From fc66f02976bb11b629bcf71346c2858eccbcf1a3 Mon Sep 17 00:00:00 2001
From: Jeff Davis <jeff@j-davis.com>
Date: Thu, 11 May 2023 10:36:04 -0700
Subject: [PATCH v5 1/7] For user-defined collations, never set
 collencoding=-1.

For new user-defined collations, always set collencoding to the
current database encoding so that it is never shadowed by a built-in
collation.

Built in collations that work with any encoding may have
collencoding=-1, and if a user defines a collation with the same name,
it will shadow the built-in collation.

Previously it was possible to create an ICU collation (which was
assigned collencoding=-1) that was shadowed by a built-in collation
and completely inaccessible.
---
 src/backend/commands/collationcmds.c          | 28 +++++++++++++------
 .../regress/expected/collate.icu.utf8.out     |  2 +-
 2 files changed, 21 insertions(+), 9 deletions(-)

diff --git a/src/backend/commands/collationcmds.c b/src/backend/commands/collationcmds.c
index c91fe66d9b..a53700256b 100644
--- a/src/backend/commands/collationcmds.c
+++ b/src/backend/commands/collationcmds.c
@@ -302,16 +302,29 @@ DefineCollation(ParseState *pstate, List *names, List *parameters, bool if_not_e
 					(errcode(ERRCODE_INVALID_OBJECT_DEFINITION),
 					 errmsg("ICU rules cannot be specified unless locale provider is ICU")));
 
+		/*
+		 * The collencoding is used to hide built-in collations that are
+		 * incompatible with the current database encoding, allowing users to
+		 * define a compatible collation with the same name if
+		 * desired.
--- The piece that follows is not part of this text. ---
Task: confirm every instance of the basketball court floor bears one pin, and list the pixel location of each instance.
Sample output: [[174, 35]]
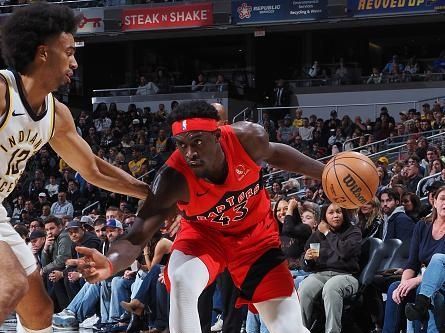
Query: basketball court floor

Built-in collations that work with any encoding have
+		 * collencoding=-1.
+		 *
+		 * A collation that's a match to the current database encoding will
+		 * shadow a collation with the same name and collencoding=-1. We never
+		 * want a user-created collation to be shadowed by a built-in
+		 * collation, so for user-created collations, always set collencoding
+		 * to the current database encoding.
+		 */
+		collencoding = GetDatabaseEncoding();
+
 		if (collprovider == COLLPROVIDER_ICU)
 		{
 #ifdef USE_ICU
 			/*
-			 * We could create ICU collations with collencoding == database
-			 * encoding, but it seems better to use -1 so that it matches the
-			 * way initdb would create ICU collations.  However, only allow
-			 * one to be created when the current database's encoding is
-			 * supported.  Otherwise the collation is useless, plus we get
-			 * surprising behaviors like not being able to drop the collation.
+			 * Only allow an ICU collation to be created when the current
+			 * database's encoding is supported.  Otherwise the collation is
+			 * useless, plus we get surprising behaviors like not being able
+			 * to drop the collation.
 			 *
 			 * Skip this test when !USE_ICU, because the error we want to
 			 * throw for that isn't thrown till later.
@@ -321,11 +334,10 @@ DefineCollation(ParseState *pstate, List *names, List *parameters, bool if_not_e
 						(errcode(ERRCODE_FEATURE_NOT_SUPPORTED),
 						 errmsg("current database's encoding is not supported with this provider")));
 #endif
-			collencoding = -1;
 		}
 		else
 		{
-			collencoding = GetDatabaseEncoding();
+			Assert(collprovider == COLLPROVIDER_LIBC);
 			check_encoding_locale_matches(collencoding, collcollate, collctype);
 		}
 	}
diff --git a/src/test/regress/expected/collate.icu.utf8.out b/src/test/regress/expected/collate.icu.utf8.out
index b5a221b030..9c9e1e4f48 100644
--- a/src/test/regress/expected/collate.icu.utf8.out
+++ b/src/test/regress/expected/collate.icu.utf8.out
@@ -1062,7 +1062,7 @@ SELECT collname FROM pg_collation WHERE collname LIKE 'test%' ORDER BY 1;
 
 ALTER COLLATION test1 RENAME TO test11;
 ALTER COLLATION test0 RENAME TO test11; -- fail
-ERROR:  collation "test11" already exists in schema "collate_tests"
+ERROR:  collation "test11" for encoding "UTF8" already exists in schema "collate_tests"
 ALTER COLLATION test1 RENAME TO test22; -- fail
 ERROR:  collation "test1" for encoding "UTF8" does not exist
 ALTER COLLATION test11 OWNER TO regress_test_role;
-- 
2.34.1